Neste domingo, o Brasil comemora o Dia Nacional de Enfrentamento ao Abuso e à Exploração Sexual de Crianças e Adolescentes. Apesar da data, muitos ainda ignoram a seriedade desses crimes, que ocorrem principalmente em casa. A Justiça brasileira agora reconhece o estupro virtual, que aumentou muito durante a pandemia, o que mostra a necessidade de proteger crianças e adolescentes nas redes sociais. Dados indicam que mais de 60% dos estupros de menores de 13 anos acontecem em suas residências, revelando a vulnerabilidade das vítimas. A maioria dos agressores é próxima da criança, o que facilita abusos tanto físicos quanto virtuais. Além disso, as vítimas costumam sentir culpa e vergonha, o que as impede de denunciar. É importante que pais e educadores falem abertamente sobre esses temas e que a sociedade discuta a responsabilidade das plataformas digitais na proteção dos jovens. O Brasil precisa criar leis que garantam a segurança das crianças online e promover um debate sobre a violência sexual infantil.
Neste domingo (18), o Brasil celebra o Dia Nacional de Enfrentamento ao Abuso e à Exploração Sexual de Crianças e Adolescentes. Apesar de ser uma data reconhecida, a gravidade desses crimes, que ocorrem majoritariamente em ambientes familiares, continua a ser ignorada pela sociedade.
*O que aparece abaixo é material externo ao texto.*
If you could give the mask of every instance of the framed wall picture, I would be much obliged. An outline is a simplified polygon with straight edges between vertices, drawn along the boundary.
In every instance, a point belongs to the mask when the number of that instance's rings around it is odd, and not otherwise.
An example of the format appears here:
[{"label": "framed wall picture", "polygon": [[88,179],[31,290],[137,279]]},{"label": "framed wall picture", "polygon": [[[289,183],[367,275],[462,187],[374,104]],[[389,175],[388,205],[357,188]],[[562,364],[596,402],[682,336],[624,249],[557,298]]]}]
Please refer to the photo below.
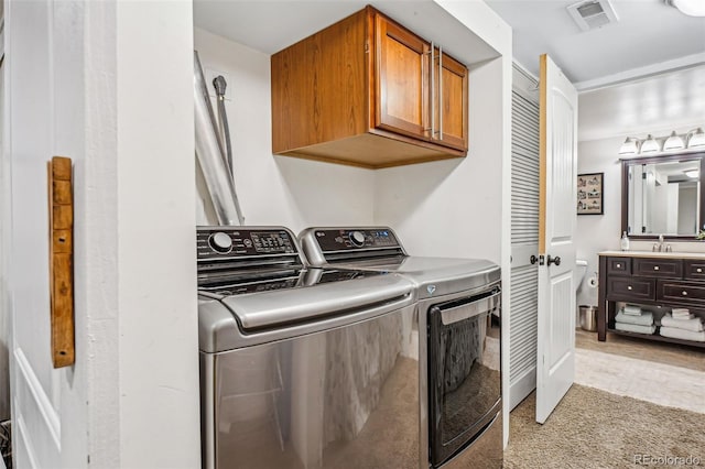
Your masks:
[{"label": "framed wall picture", "polygon": [[603,215],[605,173],[577,175],[577,215]]}]

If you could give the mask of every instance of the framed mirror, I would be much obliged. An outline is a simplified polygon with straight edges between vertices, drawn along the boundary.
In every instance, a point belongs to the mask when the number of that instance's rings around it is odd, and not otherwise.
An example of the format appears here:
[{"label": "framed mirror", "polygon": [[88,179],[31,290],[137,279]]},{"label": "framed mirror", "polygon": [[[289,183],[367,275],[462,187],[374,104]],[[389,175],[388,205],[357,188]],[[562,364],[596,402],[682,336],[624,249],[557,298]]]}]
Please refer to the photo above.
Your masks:
[{"label": "framed mirror", "polygon": [[621,231],[695,239],[705,223],[705,153],[622,160]]}]

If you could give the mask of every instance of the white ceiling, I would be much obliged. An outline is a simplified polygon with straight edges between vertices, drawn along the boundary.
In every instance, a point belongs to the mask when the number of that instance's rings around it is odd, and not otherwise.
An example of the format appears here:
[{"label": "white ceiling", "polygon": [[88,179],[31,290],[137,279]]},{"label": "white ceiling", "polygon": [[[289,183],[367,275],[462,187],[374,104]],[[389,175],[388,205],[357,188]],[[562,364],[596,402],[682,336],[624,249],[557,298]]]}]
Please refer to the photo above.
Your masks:
[{"label": "white ceiling", "polygon": [[486,0],[513,30],[513,55],[539,74],[547,53],[578,89],[705,63],[705,18],[663,0],[611,0],[614,24],[583,32],[566,7],[577,0]]},{"label": "white ceiling", "polygon": [[579,96],[578,140],[666,137],[705,124],[705,65]]},{"label": "white ceiling", "polygon": [[194,0],[194,24],[267,54],[307,37],[366,4],[471,65],[499,54],[432,0]]}]

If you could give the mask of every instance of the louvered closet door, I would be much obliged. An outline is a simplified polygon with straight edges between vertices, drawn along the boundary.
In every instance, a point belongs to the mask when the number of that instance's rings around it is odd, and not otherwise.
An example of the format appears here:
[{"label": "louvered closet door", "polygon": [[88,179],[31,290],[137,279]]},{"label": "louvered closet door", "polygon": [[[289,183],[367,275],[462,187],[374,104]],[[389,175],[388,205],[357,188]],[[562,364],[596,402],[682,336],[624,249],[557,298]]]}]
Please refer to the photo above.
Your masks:
[{"label": "louvered closet door", "polygon": [[512,91],[511,314],[509,404],[514,408],[536,388],[539,252],[539,103]]}]

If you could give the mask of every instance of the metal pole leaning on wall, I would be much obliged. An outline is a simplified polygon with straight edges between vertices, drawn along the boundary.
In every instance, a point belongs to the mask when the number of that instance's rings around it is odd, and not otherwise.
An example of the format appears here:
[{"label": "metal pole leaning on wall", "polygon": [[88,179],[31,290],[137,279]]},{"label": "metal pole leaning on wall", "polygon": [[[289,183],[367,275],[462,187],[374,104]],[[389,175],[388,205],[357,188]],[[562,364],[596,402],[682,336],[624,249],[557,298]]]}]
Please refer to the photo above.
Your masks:
[{"label": "metal pole leaning on wall", "polygon": [[228,167],[225,151],[218,138],[208,88],[196,51],[194,51],[194,123],[196,157],[203,171],[218,223],[241,226],[245,223],[245,217],[235,190],[232,172]]}]

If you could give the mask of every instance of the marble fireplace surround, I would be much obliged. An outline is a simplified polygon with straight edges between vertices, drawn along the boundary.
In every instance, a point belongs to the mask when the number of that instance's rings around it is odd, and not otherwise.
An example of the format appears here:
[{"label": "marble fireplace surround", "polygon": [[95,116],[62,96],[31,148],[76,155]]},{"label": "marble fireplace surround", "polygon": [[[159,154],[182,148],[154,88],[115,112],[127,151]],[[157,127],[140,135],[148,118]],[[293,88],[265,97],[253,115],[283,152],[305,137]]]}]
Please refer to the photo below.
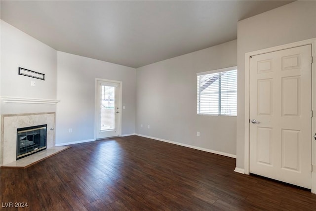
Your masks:
[{"label": "marble fireplace surround", "polygon": [[[55,112],[1,115],[0,165],[2,167],[16,161],[16,130],[18,128],[47,124],[47,150],[53,148],[55,146]],[[39,152],[19,161],[40,153]]]}]

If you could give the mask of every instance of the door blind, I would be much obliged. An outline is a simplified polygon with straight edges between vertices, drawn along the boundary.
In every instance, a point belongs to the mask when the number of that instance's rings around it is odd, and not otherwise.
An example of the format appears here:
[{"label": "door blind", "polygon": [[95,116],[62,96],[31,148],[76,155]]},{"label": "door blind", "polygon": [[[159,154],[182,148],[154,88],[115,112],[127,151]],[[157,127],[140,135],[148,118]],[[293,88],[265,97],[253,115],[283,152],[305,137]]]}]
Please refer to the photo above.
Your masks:
[{"label": "door blind", "polygon": [[101,84],[100,88],[100,130],[115,129],[117,107],[115,100],[116,87]]}]

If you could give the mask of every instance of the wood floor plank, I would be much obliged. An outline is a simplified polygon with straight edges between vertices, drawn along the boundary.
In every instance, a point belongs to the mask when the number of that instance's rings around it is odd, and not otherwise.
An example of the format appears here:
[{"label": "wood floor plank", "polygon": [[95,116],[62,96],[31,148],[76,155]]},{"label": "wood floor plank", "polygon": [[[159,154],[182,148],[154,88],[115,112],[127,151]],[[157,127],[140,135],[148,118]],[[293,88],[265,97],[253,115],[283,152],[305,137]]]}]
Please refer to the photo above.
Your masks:
[{"label": "wood floor plank", "polygon": [[315,211],[310,191],[234,172],[236,159],[136,135],[1,169],[3,211]]}]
Recentemente, a Justiça brasileira passou a reconhecer o estupro virtual, um fenômeno que cresceu alarmantemente durante a pandemia. Essa nova forma de violência destaca a urgência de discutir a proteção de crianças e adolescentes nas plataformas digitais. Dados do Anuário Brasileiro de Segurança Pública revelam que mais de 60% dos estupros de menores de 13 anos acontecem em suas residências, o que evidencia a vulnerabilidade das vítimas em seus próprios lares.
A confiança é um fator comum tanto nos abusos presenciais quanto nos virtuais. Em mais de 80% dos casos de estupro, o agressor é alguém próximo da vítima. No ambiente digital, muitas vezes, a criança acredita estar interagindo com uma pessoa de confiança, o que facilita a manipulação e a extorsão. Essa dinâmica é preocupante, pois crianças e adolescentes, que cresceram na era das mídias sociais, não distinguem claramente entre o mundo físico e o virtual.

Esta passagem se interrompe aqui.